Friday, September 7, 2018

Early environmental work key to successful construction project

By Andrea Petrich

Be on the lookout for Beth Toberer and her team and help keep them safe

When we talk about road workers, what often comes to mind are the people flagging traffic through a work zone, helping at a collision site, or repairing a guardrail or pothole. But those are just some of the people who work hard to keep our infrastructure safe. We have many other road workers who may not be as noticeable, but who are just as valuable.

People like Beth Toberer.

Toberer, a transportation planning specialist in our environmental group, works out of our Burlington office but in reality, our environmental team are involved in every highway project we build around the state. They go out early in the design process to scope the environmental effects a project might have.
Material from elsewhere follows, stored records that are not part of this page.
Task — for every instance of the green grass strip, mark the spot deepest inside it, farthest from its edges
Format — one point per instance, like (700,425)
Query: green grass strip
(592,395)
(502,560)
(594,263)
For instance, if she finds an occupied eagle’s nest near a project site, Toberer will make note of that and our design engineers will restrict allowable work hours in the project contract to avoid its nesting season.
Beth and a colleague work to temporarily remove fish from a habitat before construction.




Toberer’s work over the past 16 years has been crucial to our construction process as it allows us to protect sensitive areas, gather proper permits, restrict work hours during critical wildlife periods and minimize environmental impacts before a project even breaks ground.

Beth spends a week each month in the field looking for sensitive habitats and protected species during the design phase of highway projects.


When our environmental team is out early in the construction process, there is no big hoopla around their work. You won’t see excavators or giant orange barrels near where they are working. But they’re there.

“Work zones do not always have active construction,” Toberer said. “Often, I am one of two biologists studying wetlands in major project intersections, wearing my bright personal protective equipment. I work efficiently to reduce my time near traffic and stay aware of traffic at all times but please be aware that sometimes there are just a couple of us out on the road without any big construction equipment.”

Beth Toberer has worked on our environmental team for the last 16 years.
Each year, Beth helps train and teach interns and new employees about the environmental side of WSDOT, here she works with a team to safely remove fish from a waterway before construction.



Toberer has a BS in Biological Science and a minor in Botany and she enjoys passing on her knowledge and experience, especially to our summer interns or young engineers, including how to do fish exclusion (basically herding fish to get them out of the way) before a fish passage project.

Beth and her daughter, Luna, enjoy hiking the Anacortes Community Forest Lands...























...and skiing at Mount Baker.

When she isn’t working to protect marbled murrelets, juvenile salmon and wetlands, explaining techniques to our communications team, or helping to pass on knowledge to others, she enjoys hiking near her home in Anacortes or skiing at Mount Baker, activities that always include her daughter, Luna.

So please remember, just because there isn’t giant equipment and a ton of activity doesn’t mean there isn’t an active work zone. Stay aware for signage and workers in their orange vests and hard hats. Be alert, slow down near work zones and move over to give them room whenever possible. And remember, under that safety equipment are people with hobbies, plans and, most importantly, family and friends who want to see them walk safely through their front door at the end of every work shift.